While this issue takes me well beyond my own area of expertise, I think it safe to assume that bows and arrows are fairly widespread throughout Africa at the present time. As far as I've been able to determine, however, poisoned arrows appear to be exclusively associated with hunter-gatherers, not only pygmies and bushmen, but other African foraging groups as well. As far as archaeological evidence is concerned, I'll refer you to an online report on Early Modern Human Arrow Points, concerning an exciting recent discovery at a place called Sibudu Cave, "an extremely important Middle Stone Age archaeological site located in South Africa."
Among the collection from the Howiesons Poort levels (ca 61,000 years ago) is what researchers are interpreting as a bone arrow point--that is, a bone tool fitted to an arrow and shot from a bow. No bow fragments have been discovered at Sibudu or any other MSA site, but ethnographic comparisons of the bone tool, and a similar tool recovered from the MSA Peers Cave, are comparable to ethnographic bone arrow points collected from Bushman (Khoisan) groups in the early 20th century. If this interpretation is correct, this sets the invention of the bow and arrow tens of thousands of years earlier than was suspected in the past.All in all, the evidence seems pretty compelling. But you know how archaeologists are. In contrast with the the ethnomusicologists, who always seem in blissful agreement on all matters, musical and otherwise, the archaeologists never seem to be in agreement about anything and are constantly attempting to undercut each others work.

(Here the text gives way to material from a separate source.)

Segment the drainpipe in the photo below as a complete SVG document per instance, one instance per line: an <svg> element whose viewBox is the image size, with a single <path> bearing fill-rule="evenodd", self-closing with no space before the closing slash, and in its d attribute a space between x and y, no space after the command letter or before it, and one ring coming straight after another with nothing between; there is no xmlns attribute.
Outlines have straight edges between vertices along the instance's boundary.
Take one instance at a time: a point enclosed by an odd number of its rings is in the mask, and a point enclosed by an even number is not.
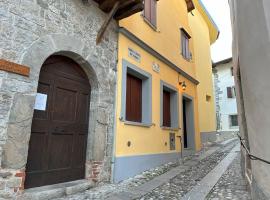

There will be endless controversy for years over this finding, you can be sure.
But as for us, we have bigger fish to fry. Because the really important question, the overwhelming question, does not concern arrow points but human nature; the nature -- i.e., culture -- of our earliest common ancestors, how they lived, what they lived for and what we might be able to learn from their example -- assuming we can learn anything at all.